Responding to criticism that its corporate rating changes have been far too slow, particularly in the case of Enron Corp., Moody’s Investors Service said on Friday it was considering making changes in how it rates companies.

The changes, which Moody’s said it should be ready to discuss in a few weeks, could cause ratings to rise or fall much faster, affecting companies’ abilities to raise capital and in some cases, continue to operate.

A spokesman said the agency is considering a number of measures to improve the timeliness of rating actions. Moody’s is preparing a special comment on the matter, to be issued in a few weeks, he said. The changes could include more multi-notch upgrades or downgrades of company ratings; a speeding up of rating reviews into a matter of weeks, rather than a few months, and perhaps the elimination of rating outlooks, which suggest the possible future direction of a rating.

Moody’s already changes the ratings of one in five issuers a year. Downgrades outpaced upgrades nearly 3-to-1 last year, the worst ratio since 1991.

Analysts said the changes could benefit financial markets because investors expect agencies to be better informed than the public at large. “Moody’s is correctly recognizing that the markets are becoming more volatile, and that they may need in some cases to act more quickly,” said one analyst.

On Thursday, in the wake of Enron’s unraveling, former Securities and Exchange Commission Chairman Arthur Levitt wrote in The New York Times that rating agencies have “quasi-public responsibilities” and “should show greater accountability.”

Earlier this week, S&P and Fitch said they had begun to focus more on liquidity, or the ability of companies to access the cash they need to run their businesses. Moody’s said it intends to do the same.

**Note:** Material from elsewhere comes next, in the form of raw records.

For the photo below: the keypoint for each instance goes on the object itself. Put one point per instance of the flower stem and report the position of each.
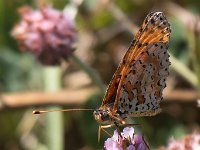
(54, 121)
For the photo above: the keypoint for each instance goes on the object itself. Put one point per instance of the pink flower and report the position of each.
(46, 32)
(128, 140)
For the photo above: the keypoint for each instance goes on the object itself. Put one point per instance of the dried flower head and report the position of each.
(128, 141)
(188, 142)
(46, 32)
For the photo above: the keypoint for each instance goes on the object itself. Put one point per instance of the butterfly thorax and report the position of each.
(106, 116)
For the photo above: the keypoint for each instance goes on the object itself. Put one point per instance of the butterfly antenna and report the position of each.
(62, 110)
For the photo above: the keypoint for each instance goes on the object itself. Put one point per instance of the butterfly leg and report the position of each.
(127, 125)
(103, 129)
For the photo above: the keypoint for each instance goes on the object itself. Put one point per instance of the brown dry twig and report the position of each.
(74, 97)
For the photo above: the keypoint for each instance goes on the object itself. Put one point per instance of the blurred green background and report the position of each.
(104, 32)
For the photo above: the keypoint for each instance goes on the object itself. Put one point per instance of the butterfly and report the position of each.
(137, 85)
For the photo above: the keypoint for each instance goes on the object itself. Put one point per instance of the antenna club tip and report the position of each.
(36, 112)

CreditSights Inc., a New York-based fixed-income research service, said in a report last week that a policy shift by Moody’s could have the effect of making it “more difficult for (borderline) credits to survive an economic downturn.”

“If Moody’s moves ahead with these changes,” it said, “it would mark a major structural change in the corporate bond market that could lead to structurally higher volatility.”